The presentation began with Bernardo Marinho, who first gave a regulatory timeline of patents for second medical use inventions in Brazil. He said that the INPI has allowed the patenting of second medical use inventions since 2002. Regarding skinny labelling – the act of removing the indication of the patented use from the package leaflet of the generic medicine – Bernardo pointed out that Federal Law 9.787/1999, which regulates generic medicines, does not accept this practice, since it determines that a generic medicine must have the same therapeutic indications of its reference medicine. However, he said that in recent years generic companies have been applying incorrect interpretations of ANVISA resolutions in order to adopt the practice of skinny labelling (albeit irregularly) and commercialize medicines that infringe second-use patents, a practice that has led to infringement lawsuits. Bernardo commented on a court decision by the TJ/RJ that condemned a generic company for infringing a second-use patent, despite the practice of skinny labelling in an attempt to avoid infringement. The decision held that the practice of removing the patented use from the package leaflet is not enough to prevent infringement. Bernardo also said that ANVISA published a resolution this year allowing the practice of skinny labelling in Brazil. However, he believes that the correct way to allow or prohibit the practice is by amending the law, since ANVISA is going against the provisions of Federal Law 9.787/1999.

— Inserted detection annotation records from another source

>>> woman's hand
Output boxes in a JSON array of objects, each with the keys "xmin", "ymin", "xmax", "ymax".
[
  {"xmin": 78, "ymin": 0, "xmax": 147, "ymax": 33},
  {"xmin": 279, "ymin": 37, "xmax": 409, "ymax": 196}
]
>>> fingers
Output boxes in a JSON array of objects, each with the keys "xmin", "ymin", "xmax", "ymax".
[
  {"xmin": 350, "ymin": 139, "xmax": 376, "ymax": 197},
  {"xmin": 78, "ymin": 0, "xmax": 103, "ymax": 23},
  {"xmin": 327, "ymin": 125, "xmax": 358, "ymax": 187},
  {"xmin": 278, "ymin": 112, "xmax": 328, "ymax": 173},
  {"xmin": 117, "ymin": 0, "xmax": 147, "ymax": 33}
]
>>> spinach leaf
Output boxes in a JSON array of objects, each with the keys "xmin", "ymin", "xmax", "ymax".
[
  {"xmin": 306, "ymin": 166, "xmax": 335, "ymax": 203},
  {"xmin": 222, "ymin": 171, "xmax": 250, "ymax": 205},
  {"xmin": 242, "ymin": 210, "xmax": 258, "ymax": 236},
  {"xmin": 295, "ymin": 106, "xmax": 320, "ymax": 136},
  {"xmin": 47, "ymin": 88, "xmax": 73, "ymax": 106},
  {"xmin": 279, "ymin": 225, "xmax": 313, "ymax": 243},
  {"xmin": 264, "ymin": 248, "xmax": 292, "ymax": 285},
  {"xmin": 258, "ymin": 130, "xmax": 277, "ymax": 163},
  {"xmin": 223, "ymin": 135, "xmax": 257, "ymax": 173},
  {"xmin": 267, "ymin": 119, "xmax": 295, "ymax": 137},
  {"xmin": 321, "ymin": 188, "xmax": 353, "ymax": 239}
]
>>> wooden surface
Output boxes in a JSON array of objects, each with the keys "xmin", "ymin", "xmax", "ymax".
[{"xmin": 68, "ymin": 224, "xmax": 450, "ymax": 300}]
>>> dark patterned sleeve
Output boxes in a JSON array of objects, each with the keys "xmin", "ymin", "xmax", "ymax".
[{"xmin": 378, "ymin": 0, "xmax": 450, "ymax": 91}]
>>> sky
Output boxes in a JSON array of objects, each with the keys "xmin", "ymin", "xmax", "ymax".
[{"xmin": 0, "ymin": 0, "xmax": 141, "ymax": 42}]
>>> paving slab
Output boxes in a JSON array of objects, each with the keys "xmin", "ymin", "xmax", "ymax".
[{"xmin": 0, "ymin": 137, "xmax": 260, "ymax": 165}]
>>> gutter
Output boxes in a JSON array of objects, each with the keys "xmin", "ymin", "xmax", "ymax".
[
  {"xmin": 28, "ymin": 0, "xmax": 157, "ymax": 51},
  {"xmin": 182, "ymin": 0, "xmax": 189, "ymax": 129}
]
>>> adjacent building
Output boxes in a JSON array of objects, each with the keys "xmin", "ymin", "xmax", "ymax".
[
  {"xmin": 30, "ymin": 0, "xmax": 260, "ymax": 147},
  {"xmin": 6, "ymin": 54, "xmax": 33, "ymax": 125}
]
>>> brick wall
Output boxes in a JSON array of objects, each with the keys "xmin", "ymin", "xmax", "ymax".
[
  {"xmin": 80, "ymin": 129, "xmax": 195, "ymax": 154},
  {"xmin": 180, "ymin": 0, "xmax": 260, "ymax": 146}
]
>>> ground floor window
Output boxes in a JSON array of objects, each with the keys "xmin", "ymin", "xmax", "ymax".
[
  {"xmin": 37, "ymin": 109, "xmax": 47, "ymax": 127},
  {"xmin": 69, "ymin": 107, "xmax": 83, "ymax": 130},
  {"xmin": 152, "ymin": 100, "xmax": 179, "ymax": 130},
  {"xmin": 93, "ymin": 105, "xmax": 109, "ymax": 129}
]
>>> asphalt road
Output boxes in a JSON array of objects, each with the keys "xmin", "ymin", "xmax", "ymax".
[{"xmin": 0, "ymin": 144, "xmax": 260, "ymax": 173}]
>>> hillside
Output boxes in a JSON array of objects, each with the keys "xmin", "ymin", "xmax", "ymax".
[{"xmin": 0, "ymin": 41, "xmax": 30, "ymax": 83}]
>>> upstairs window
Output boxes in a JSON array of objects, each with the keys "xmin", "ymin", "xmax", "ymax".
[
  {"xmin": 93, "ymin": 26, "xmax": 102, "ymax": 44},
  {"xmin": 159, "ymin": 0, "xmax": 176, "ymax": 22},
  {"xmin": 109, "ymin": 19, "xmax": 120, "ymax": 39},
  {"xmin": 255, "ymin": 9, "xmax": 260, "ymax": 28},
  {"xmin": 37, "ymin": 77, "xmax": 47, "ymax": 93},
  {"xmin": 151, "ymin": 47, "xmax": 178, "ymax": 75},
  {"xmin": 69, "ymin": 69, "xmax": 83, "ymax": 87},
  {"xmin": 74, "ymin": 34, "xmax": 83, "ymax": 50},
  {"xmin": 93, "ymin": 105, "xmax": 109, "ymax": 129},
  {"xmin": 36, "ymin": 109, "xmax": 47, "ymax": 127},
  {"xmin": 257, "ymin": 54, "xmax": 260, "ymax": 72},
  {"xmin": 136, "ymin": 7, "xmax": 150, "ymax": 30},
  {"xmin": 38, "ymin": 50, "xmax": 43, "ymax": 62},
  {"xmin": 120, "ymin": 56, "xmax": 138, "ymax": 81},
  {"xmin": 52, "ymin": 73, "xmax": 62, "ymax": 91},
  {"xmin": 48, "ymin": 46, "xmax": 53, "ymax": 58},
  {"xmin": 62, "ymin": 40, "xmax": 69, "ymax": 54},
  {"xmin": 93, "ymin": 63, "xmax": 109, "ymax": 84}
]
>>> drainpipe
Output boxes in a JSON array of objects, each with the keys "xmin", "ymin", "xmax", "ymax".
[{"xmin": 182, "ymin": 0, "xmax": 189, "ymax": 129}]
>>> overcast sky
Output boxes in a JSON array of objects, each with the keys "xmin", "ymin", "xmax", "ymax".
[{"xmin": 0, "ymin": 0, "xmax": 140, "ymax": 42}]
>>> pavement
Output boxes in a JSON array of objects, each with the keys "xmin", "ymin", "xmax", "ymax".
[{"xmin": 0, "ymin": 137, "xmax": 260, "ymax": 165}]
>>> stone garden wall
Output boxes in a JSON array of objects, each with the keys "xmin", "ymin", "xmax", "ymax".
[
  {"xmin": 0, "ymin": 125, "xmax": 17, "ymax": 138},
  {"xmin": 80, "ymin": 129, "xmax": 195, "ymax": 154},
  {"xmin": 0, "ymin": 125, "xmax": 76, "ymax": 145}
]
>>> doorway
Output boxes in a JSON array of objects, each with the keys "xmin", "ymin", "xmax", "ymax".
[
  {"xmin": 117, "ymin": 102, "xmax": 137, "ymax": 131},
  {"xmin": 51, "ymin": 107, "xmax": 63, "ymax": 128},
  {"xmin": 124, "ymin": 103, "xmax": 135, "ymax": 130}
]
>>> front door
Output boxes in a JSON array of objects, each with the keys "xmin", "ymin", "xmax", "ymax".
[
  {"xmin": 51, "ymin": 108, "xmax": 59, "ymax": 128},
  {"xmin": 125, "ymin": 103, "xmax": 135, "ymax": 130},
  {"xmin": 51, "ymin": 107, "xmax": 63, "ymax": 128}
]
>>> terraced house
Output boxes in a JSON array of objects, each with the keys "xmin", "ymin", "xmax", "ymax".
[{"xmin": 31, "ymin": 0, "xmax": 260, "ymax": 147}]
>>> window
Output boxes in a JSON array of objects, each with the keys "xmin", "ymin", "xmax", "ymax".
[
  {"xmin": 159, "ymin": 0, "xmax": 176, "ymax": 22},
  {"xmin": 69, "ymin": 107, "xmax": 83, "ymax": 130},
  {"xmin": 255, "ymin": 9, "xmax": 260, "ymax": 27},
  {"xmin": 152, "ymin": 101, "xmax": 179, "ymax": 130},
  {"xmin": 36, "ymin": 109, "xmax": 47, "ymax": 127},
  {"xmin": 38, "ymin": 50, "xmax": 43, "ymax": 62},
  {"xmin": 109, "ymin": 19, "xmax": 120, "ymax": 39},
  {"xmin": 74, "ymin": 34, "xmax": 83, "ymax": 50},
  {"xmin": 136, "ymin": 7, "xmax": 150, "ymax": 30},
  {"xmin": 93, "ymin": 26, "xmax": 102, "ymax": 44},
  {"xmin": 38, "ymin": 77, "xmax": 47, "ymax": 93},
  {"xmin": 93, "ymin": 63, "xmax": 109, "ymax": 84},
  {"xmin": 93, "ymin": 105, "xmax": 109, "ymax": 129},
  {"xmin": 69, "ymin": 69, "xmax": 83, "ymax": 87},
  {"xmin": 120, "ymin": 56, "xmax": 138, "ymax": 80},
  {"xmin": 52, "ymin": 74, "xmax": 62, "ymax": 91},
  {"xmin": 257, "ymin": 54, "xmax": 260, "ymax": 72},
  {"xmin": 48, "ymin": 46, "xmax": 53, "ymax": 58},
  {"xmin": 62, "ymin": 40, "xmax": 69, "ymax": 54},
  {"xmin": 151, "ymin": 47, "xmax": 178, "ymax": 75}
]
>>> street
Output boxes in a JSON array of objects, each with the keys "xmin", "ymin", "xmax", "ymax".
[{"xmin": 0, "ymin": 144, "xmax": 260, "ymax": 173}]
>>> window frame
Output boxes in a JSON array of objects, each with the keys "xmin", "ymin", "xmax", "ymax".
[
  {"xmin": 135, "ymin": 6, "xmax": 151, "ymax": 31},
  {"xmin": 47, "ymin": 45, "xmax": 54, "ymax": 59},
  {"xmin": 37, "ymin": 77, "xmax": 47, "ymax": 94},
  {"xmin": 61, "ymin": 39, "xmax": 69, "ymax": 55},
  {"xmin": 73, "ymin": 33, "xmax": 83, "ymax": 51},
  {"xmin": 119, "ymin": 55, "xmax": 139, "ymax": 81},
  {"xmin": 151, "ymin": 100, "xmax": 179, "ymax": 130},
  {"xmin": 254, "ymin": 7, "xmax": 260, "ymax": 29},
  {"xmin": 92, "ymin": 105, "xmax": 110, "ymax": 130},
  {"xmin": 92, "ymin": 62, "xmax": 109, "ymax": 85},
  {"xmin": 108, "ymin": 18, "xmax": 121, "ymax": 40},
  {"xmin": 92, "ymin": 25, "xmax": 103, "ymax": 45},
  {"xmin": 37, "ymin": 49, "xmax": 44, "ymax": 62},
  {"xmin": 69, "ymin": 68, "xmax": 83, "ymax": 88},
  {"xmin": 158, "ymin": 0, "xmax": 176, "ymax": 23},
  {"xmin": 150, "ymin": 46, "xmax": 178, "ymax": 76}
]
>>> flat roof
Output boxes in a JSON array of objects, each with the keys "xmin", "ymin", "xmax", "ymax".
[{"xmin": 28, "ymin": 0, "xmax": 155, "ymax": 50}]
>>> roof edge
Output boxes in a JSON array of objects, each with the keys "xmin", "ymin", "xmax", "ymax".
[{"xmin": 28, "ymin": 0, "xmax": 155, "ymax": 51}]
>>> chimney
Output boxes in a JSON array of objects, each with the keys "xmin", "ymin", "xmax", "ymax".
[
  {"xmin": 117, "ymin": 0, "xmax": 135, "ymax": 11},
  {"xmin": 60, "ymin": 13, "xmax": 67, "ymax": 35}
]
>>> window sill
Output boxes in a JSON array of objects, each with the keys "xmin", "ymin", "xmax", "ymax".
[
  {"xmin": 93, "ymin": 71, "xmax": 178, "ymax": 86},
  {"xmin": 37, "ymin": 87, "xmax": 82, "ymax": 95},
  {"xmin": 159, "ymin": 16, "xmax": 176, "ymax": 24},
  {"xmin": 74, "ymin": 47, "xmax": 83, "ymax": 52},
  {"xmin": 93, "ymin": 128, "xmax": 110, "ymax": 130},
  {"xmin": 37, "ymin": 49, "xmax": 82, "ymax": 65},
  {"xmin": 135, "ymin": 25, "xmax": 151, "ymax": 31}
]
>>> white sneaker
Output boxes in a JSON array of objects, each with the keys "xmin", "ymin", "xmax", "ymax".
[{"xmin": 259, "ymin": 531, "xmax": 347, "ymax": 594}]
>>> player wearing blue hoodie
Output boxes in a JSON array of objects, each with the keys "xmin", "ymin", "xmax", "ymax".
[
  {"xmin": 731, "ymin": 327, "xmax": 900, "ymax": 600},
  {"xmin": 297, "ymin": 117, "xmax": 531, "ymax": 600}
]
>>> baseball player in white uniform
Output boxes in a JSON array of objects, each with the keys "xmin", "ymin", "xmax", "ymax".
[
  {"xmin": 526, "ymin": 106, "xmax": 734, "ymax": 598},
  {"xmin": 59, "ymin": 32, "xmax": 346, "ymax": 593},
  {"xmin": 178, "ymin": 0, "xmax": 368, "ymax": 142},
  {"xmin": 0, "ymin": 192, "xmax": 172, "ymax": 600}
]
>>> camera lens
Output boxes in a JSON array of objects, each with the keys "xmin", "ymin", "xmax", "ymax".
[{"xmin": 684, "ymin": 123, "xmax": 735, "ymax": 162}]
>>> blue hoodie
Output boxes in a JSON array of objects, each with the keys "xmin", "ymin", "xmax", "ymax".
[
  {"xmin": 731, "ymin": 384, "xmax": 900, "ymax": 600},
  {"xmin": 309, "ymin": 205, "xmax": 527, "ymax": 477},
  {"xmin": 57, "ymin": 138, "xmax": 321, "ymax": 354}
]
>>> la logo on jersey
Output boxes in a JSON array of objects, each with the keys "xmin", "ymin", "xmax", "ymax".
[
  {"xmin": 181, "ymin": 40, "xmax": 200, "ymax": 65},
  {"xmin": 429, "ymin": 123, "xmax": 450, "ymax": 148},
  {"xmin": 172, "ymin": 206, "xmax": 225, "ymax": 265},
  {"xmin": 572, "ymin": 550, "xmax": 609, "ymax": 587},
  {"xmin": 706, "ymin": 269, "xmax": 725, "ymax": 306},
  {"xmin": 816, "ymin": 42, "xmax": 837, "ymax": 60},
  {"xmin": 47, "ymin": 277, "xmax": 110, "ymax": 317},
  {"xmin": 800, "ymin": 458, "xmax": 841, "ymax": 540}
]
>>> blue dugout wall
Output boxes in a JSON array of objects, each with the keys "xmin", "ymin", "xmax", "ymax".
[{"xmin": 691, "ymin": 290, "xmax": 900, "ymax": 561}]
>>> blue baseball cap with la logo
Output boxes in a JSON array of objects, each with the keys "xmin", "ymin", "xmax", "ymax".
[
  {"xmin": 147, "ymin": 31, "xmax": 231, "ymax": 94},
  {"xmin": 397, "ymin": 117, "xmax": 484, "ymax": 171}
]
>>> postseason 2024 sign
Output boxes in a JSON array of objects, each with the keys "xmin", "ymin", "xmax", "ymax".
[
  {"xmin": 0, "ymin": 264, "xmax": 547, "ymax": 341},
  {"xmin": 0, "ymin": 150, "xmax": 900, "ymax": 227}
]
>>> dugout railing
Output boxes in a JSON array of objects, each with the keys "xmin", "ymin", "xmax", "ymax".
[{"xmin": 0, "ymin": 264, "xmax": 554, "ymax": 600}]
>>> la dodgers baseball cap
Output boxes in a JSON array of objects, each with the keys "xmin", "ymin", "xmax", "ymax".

From this perspective, Amy Cullen began her speech by commenting on a decision by the UK Supreme Court in the context of an action for infringement of a second medical use patent for skinny labelling. She noted at the outset that this decision was not binding on the lower courts. She said that the judgement focused only on direct infringement. Regarding this type of infringement, the Court differed on the criteria to be used to verify it. The majority of the judges (3-1) agreed that, in the specific case, the most appropriate test to be applied was that of ‘external presentation’ – that is, whether the packaging and package leaflet of the allegedly counterfeit medicine adequately present the permitted uses and those that are excluded by patent protection. However, this understanding was not unanimous, and there was disagreement that the potential infringer’s intention in commercializing and using the drug on the market should also be taken into account. In this sense, two judges (including one who voted for the ‘external presentation’ test) agreed that the subjective intention of the potential infringer in using the product is also relevant when assessing cases of second-use patent infringement by skinny labelling.

Amy then went on to raise questions about the limitations on the practice of skinny labelling, as well as mentioning judgements in other European countries and citing differences between the health systems in each country, which imply significant changes in litigation on the subject. Bernardo concluded the debate by presenting the Brazilian view and emphasizing the importance of dialogue between public institutions, drug manufacturers and health agents in order to resolve these conflicts.

IDS takes this opportunity to congratulate professionals in the field on World Intellectual Property Day and to reinforce its commitment to bringing more and more debates to promote IP knowledge.

The recordings will be made available later on the IDS website.

Note: For quick release, this English version is provided by automated translation without human review.